16, G          , Gretchen's Organic Chocolates       , East Coast NPR Podcast Listeners         ,48996,973
3, A          , Bar-None Ice Cream Cones            , New York Summer Heatwave                 ,78231,1408
13, F          , Farmer Snowplows                    , Northeast Winter Storms                  ,12448,256
14, F          , Farmer Snowplows                    , Upper Midwest Winter Storms              ,23984,782

Using Full Text Search

Finally, let's set up full text searching. We have to use something called a `virtual' table that mirrors our existing table.
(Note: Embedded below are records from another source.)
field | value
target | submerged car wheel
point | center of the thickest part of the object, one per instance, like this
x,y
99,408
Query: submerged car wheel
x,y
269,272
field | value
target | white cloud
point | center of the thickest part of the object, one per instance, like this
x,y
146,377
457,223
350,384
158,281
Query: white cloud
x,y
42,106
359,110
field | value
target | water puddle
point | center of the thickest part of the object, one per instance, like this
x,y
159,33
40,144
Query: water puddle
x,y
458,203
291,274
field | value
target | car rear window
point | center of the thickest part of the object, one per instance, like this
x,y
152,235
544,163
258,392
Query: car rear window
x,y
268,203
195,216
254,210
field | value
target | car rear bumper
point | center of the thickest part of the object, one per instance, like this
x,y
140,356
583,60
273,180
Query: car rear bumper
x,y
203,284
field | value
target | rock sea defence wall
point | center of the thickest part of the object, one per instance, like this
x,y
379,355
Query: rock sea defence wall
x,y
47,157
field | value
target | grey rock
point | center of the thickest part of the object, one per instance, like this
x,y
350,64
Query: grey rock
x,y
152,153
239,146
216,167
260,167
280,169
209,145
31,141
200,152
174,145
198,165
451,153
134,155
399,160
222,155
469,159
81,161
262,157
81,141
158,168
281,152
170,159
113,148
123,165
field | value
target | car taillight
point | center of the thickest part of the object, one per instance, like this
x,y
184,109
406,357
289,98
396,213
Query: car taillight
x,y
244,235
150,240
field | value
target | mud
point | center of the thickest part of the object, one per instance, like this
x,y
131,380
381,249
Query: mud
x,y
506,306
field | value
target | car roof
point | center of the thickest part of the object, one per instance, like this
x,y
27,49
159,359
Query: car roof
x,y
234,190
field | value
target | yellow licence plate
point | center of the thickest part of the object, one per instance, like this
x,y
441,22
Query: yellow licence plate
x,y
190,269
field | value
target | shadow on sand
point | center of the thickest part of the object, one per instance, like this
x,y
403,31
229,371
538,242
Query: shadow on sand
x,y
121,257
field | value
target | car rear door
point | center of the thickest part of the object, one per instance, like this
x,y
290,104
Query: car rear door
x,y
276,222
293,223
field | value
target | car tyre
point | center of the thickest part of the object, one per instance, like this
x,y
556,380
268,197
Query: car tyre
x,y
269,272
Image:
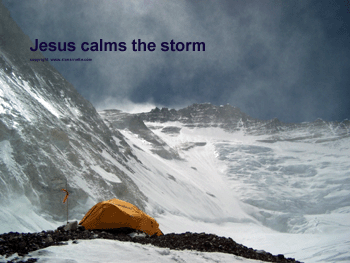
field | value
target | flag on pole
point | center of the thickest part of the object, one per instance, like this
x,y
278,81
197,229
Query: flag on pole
x,y
66,197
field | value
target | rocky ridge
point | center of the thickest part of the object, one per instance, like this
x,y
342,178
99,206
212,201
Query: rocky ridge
x,y
24,243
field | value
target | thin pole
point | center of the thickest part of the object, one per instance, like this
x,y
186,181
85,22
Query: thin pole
x,y
67,198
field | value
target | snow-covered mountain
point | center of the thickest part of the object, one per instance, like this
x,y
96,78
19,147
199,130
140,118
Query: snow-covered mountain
x,y
51,136
280,187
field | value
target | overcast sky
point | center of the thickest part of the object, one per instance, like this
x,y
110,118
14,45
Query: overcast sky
x,y
286,59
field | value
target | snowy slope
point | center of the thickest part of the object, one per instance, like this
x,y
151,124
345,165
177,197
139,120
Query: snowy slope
x,y
50,138
281,188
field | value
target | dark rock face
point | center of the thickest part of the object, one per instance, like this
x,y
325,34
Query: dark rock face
x,y
233,119
23,244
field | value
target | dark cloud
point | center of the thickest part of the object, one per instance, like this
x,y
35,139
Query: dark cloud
x,y
285,59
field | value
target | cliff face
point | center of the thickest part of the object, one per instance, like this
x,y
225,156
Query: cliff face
x,y
51,136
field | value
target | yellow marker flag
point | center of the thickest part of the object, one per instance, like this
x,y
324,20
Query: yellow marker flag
x,y
66,197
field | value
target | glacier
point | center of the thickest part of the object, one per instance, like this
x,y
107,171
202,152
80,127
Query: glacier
x,y
274,186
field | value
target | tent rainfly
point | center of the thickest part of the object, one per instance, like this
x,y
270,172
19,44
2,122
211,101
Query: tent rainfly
x,y
116,213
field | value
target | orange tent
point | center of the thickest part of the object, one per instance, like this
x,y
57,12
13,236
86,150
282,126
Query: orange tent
x,y
116,213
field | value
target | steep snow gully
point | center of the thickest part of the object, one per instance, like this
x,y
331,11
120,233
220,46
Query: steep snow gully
x,y
278,187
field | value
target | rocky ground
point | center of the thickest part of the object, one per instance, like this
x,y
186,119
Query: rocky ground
x,y
23,243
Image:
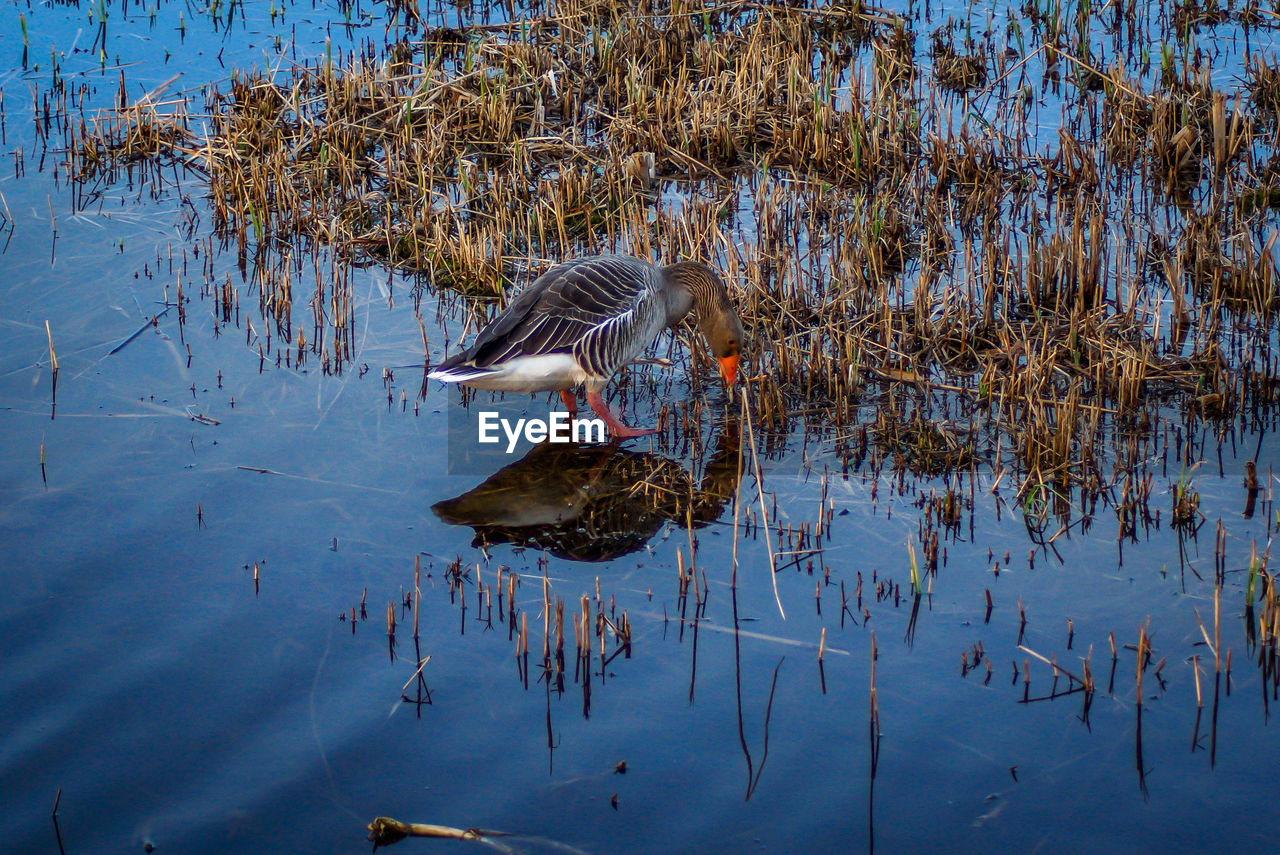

sqlite> create virtual table tiny_fts3 using fts4 (id, advertiser, line_item, campaign, impressions, clicks);

sqlite> insert into tiny_fts3(id, advertiser, line_item, campaign, impressions, clicks) select id, advertiser, line_item, campaign, impressions, clicks from tiny;

Let's run a few text searches using the MATCH keyword to make sure it works:

sqlite> select * from tiny_fts3 where line_item match('Acme');

1,  A          , ACME Axe Co.                        , Midwest Lumberjack Competitors           ,1792,21
2, A          , ACME Axe Co.                        , Northwestern Logging Equipment Intenders ,4355,34

sqlite> select * from tiny_fts3 where line_item match('Candle');

9, E          , Best Soap & Candle                  , Clean Hands Stay Healthy                ,3883,41
10, E          , Best Soap & Candle                  , Clean Hands Make Good Neighbors          ,1292,183
11, E          , Best Soap & Candle                  , Bath Salt Relaxation                     ,902,81
12, E          , Best Soap & Candle                  , Bath Salt Relaxation (plus Candles!)     ,5352,212

Conclusion

That's pretty much the whole show. Now go forth and become the master of all CSVs you survey!